Ahead of Rio 2016, capoeira brings a taste of Brazil to DRC
After fleeing violence in CAR refugees focus hopes on Refugee Olympic Team as they practice Brazilian martial art combining dance, acrobatics and music.
MOLE, Democratic Republic of the Congo – It is midday at Mole refugee camp, and the sun is high as a group of refugees start playing capoeira on the red brown earth.
Rhythmic beats fill the air as the two capoeristas circle each other in the “roda,” a ring formed by participants singing, clapping and drumming. Dozens of refugees living in the camp, including many children, have come to watch the spectacle and take part.
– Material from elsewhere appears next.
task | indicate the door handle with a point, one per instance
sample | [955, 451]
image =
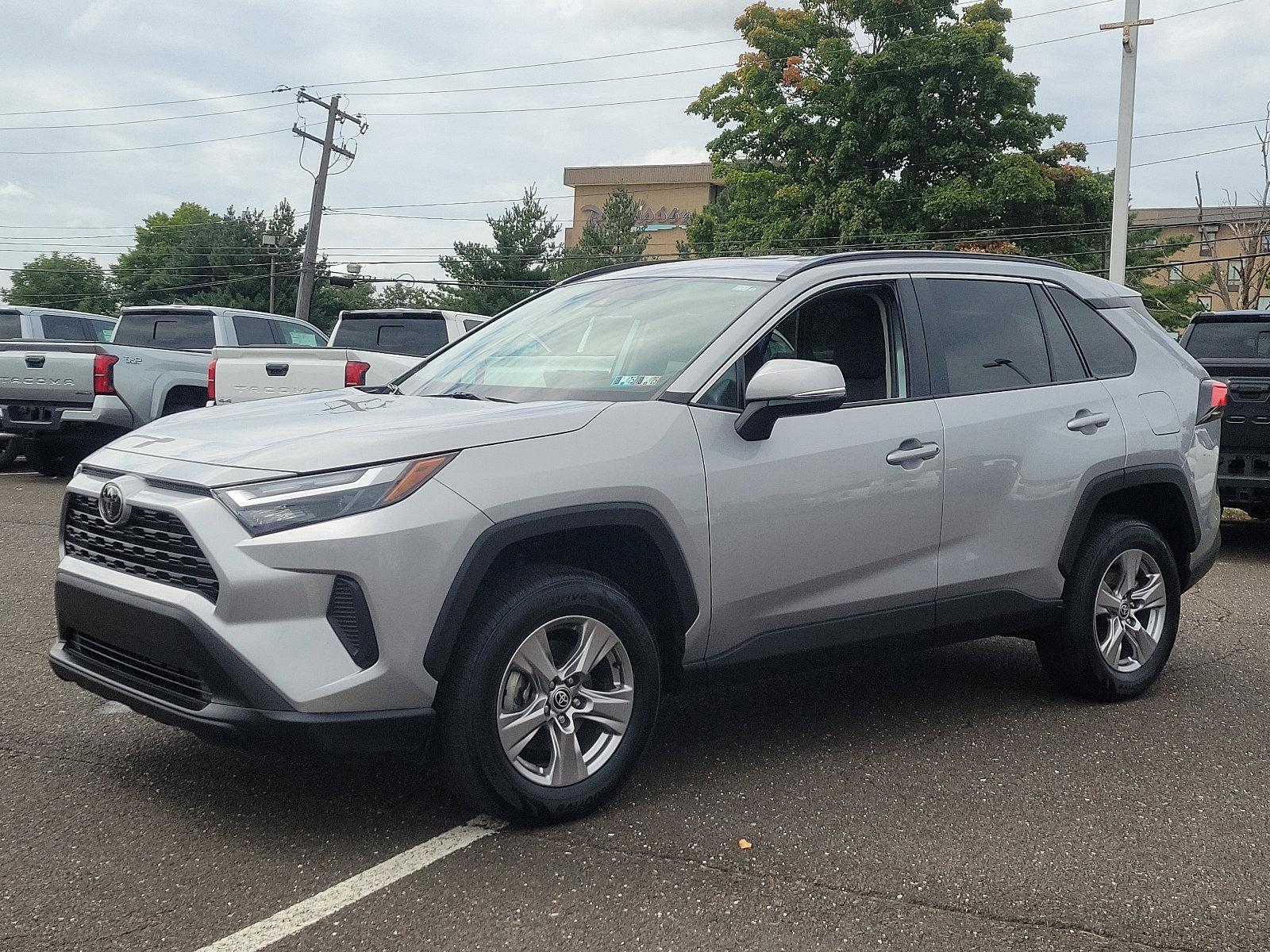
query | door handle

“When we sing, it’s as if we were in the air, like children,” says 17-year-old Porter Kokolo Diack, one of the capoeira masters at the camp. “We forget everything bad when we do the roda. When we sing we forget everything, and we are well, motivated. We are happy.”
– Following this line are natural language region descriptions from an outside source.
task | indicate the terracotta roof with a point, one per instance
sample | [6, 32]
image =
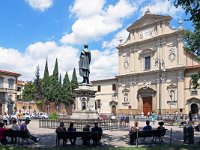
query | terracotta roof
[20, 82]
[3, 72]
[136, 24]
[193, 67]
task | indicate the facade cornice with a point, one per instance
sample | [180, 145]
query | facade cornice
[152, 72]
[158, 37]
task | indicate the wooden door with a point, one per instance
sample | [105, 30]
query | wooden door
[0, 109]
[147, 105]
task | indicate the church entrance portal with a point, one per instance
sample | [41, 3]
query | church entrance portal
[194, 109]
[147, 105]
The Brazilian martial art combines elements of dance, acrobatics and music and traces its roots back to Angola and the two Congos. It is very popular in Mole camp, in the far north of the Democratic Republic of the Congo (DRC), which hosts more than 14,000 refugees from Central African Republic (CAR).
Capoeira was brought to the camp two years ago by UNHCR, the UN Refugee Agency, and its NGO partner ADSSE, as a leisure activity that – it was hoped – would also promote peace and reconciliation and ease tensions among refugees. Capoeiristas in Mole now train three times per week.
“Capoeira is peace, self-control,” says instructor Aristote Makola Gardinois, 31, himself a former refugee from Angola. “I like capoeira because it helped me regain self-control and have a team spirit.”
Gardinois fled war in Angola with his family when he was five, after his father was killed. He joined a capoiera group in Kinshasa, the Congolese capital, as it provided a creative outlet from the problems and perils of everyday life, including street gangs called “Kulunas.”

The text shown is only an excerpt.